Real conversations require effort, empathy, and a willingness to confront difficult emotions. By focusing on creating space for genuine communication, we can build stronger relationships and reduce the likelihood of explosive behavior. In the end, managing conflicts is not about finding perfect words or strategies but about cultivating a deeper understanding of human emotions and behaviors.
Reader Views
- EKEditor K. Wells · editor
The advice from psychologists and conflict-resolution experts can be helpful, but what about situations where the yeller is also a power-hold? Creating space for conversation to begin might not be feasible when someone's yelling at you in a position of authority or control. In those cases, acknowledging their emotions while asserting one's own boundaries may need to take a backseat to preserving physical and emotional safety.
- CMColumnist M. Reid · opinion columnist
While the advice to focus on creating space for conversation when someone is yelling at you is sound, we mustn't overlook the importance of self-preservation in these situations. Acknowledging the other person's emotions without validating their behavior can be a delicate balancing act, and it's easy to get caught up in trying to placate the angry individual while neglecting one's own emotional well-being. To avoid burnout, it's essential to set clear boundaries and prioritize self-care when engaging with someone who is angry or aggressive.

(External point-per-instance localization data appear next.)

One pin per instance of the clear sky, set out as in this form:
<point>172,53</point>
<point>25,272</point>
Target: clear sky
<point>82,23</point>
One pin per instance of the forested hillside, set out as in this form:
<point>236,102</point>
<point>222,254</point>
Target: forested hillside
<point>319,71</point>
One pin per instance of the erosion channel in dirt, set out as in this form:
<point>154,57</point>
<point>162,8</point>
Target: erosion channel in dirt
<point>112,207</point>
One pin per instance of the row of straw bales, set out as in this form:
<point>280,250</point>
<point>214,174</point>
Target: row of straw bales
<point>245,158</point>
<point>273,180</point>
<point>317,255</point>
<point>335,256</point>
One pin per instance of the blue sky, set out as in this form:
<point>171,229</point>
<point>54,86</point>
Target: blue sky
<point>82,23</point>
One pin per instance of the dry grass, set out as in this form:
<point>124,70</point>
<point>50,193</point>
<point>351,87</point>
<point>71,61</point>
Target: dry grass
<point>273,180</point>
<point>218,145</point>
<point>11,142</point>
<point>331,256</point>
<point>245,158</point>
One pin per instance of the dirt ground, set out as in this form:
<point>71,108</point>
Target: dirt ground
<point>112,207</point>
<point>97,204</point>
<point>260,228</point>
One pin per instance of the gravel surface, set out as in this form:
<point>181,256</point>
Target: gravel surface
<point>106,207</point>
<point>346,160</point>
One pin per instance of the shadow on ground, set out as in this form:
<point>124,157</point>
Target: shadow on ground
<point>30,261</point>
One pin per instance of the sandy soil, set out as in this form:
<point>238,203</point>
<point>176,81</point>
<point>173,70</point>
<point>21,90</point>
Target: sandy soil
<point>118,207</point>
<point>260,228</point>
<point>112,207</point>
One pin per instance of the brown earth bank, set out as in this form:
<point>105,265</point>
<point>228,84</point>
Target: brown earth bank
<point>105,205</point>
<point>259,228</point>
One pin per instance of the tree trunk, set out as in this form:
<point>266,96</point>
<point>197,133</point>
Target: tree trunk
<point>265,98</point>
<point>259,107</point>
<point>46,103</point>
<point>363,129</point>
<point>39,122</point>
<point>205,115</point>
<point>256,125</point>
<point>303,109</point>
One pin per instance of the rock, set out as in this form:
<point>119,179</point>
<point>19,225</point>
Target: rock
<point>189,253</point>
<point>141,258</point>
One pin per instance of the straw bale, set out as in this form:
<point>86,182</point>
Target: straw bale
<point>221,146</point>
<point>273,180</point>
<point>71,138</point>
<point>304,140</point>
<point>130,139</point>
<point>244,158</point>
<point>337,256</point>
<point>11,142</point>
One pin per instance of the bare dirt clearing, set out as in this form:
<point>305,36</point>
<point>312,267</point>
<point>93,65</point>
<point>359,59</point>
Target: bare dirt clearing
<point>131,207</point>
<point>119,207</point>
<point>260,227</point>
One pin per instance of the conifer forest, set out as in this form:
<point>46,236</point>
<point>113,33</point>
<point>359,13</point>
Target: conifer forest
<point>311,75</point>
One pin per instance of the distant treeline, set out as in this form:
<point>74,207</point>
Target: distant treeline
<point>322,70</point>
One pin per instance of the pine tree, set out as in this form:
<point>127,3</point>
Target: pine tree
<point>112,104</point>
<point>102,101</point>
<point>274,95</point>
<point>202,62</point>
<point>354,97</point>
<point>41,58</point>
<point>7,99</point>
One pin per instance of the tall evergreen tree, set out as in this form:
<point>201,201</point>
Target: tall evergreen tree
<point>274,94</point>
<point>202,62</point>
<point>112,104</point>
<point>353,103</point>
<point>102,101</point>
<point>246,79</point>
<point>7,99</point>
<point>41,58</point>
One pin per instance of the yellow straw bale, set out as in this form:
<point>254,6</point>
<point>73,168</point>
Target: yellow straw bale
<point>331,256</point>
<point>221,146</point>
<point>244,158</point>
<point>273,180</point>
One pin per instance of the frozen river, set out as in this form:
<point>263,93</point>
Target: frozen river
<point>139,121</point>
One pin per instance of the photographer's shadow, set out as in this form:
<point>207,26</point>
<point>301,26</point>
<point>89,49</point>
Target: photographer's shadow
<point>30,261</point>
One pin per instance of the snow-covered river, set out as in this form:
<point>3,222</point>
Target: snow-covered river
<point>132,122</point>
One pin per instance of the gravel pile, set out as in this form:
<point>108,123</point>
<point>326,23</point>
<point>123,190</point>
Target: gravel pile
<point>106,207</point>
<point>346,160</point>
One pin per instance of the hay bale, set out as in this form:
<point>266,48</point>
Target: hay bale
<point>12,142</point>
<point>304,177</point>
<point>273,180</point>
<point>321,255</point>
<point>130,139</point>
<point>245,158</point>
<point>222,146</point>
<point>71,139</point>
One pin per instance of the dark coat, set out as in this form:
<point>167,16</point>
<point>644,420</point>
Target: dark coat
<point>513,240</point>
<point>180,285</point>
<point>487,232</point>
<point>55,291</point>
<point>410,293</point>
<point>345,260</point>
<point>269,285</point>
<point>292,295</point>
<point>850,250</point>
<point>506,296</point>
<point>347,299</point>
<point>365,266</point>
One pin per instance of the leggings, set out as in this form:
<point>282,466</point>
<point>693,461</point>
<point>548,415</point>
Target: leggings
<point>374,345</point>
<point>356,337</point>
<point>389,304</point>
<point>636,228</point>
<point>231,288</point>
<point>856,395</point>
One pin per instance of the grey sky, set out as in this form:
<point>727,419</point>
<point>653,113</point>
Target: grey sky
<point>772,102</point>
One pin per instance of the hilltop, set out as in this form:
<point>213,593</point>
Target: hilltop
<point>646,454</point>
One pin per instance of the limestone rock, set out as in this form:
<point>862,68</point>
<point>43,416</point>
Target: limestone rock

- CSCorrespondent S. Tan · field correspondent
The emphasis on empathy and validation is crucial in de-escalating conflicts, but we shouldn't forget that some individuals may be exploiting these tactics to manipulate others. In extreme cases of emotional abuse or gaslighting, creating space for conversation can actually serve as a Trojan horse, allowing the perpetrator to further control and dominate the narrative. We must remain vigilant and recognize when empathy is being used as a means to an end rather than a genuine attempt at understanding.